| History of Breast Implants
Silicone polymers may be produced in a variety of forms including oil, gels, or elastomers (rubber). The physical state is determined by the degree of chemical cross-linking. Cross-linking occurs between vinyl and hydrogen groups on silicon atoms. Silicone oils are straight chains of PDMS without cross-linking and are insoluble in water. PDMS will remain in liquid form indefinitely. Silicone gels consist of cross-linked (of various degree) PDMS chains together with variable amounts of PDMS liquid. It is important to keep in mind that the majority of silicone gel is silicone oil within the confines set by the PDMS gel matrix. The ratio of silicone liquid to gel is controlled by manufactures to control the viscosity of the gel. Elastomers of silicone have high degrees of cross-linking and almost no PDMS oil. Breast implant shells, both silicone and saline filled, consist of a vulcanized silicone elastomer that is reinforced with silica for increased strength.1 In an effort to reduce gel bleed from silicone filled devices, phenyl or triflouropropyl groups are bonded to the shell to decrease the shell permeability to PDMS oil.2,3 These "low bleed" implant shells with "barrier coating" are characteristic of current 3rd ,4th and 5th generation implants (discussed later).
Manufacturing and Materials
Prior to the development of prosthetic breast implants numerous materials were trialed for the purpose of augmenting the female breast. Up until the 1950's materials included autogenous fat and dermal grafts, fat injections, paraffin injections, insertion of glass balls, ivory, rubber, and terylene wool.4,5 These materials frequently led to infection, tissue necrosis and firmness of the breast. The autogenous materials were uniformily troubled by resorption. The 1950-1960's saw the use of many other products. Free injections of hydrocarbons, petroleum jelly, silicone oils, vegetable oils and bees wax were tried and led to many problems including infection, granulomas, fistulas and breast firmness.4,5 During this same time many different types of sponges were developed hoping that soft tissue ingrowth would improve the biocompatibility of these products. Polyvinyl and polyether were the most common sponge materials (figure 2) others included silastic and Teflon. Unfortunately these products were complicated by many of the same problems and were discontinued.
The development of the silicone gel prosthesis in 1962 marked a very important new era in breast surgery. Since Cronin and Gerow6 first reported its use very few other materials have been used for breast augmentation. This is partly due to the success of silicone devices and also by the subsequent FDA regulation of medical devices that was started shortly after the development of silicone gel devices.

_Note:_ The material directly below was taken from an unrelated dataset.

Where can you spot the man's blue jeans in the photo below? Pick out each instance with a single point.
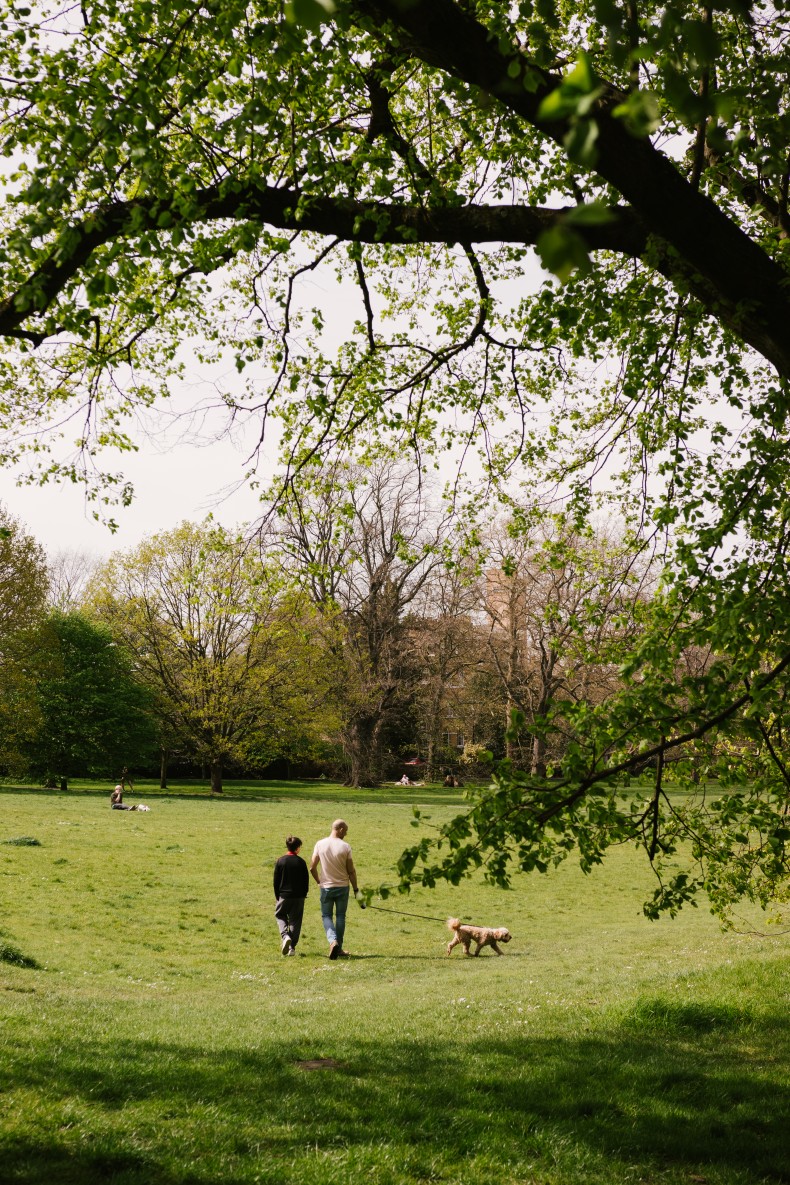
(334, 904)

Fewer materials has not equated to fewer devices. It has been reported that more than 200 different types of silicone breast implants and expanders have been manufactured in the United States.7 Since the original Silastic gel implant was produced many modifications have been made to the design of these devices. The evolution in design and manufacturing of breast implants has focused on four major areas: characteristics of the shell, characteristics of the filler, shape, and surface configuration.
Any device can be expected to perform different from its counterparts based on its physical and structural properties, and therefore presents a significant challenge when we attempt to retrospectively review the outcomes of breast implant surgery over the last 40 years. To assist in this review, attempt has been made to classify breast implants into generations based on the time period of their development.8-11 This classification system recognizes the evolution and variations in the design that have occurred over time; however, it does not provide the ability to compare outcomes of breast implant surgery based on the time period the surgery was performed. Large overlaps of the periods of manufacturing of a particular device and the continued clinical use of those devices into the period of the next generation of manufacturing prevents this concept from having clinical applicability.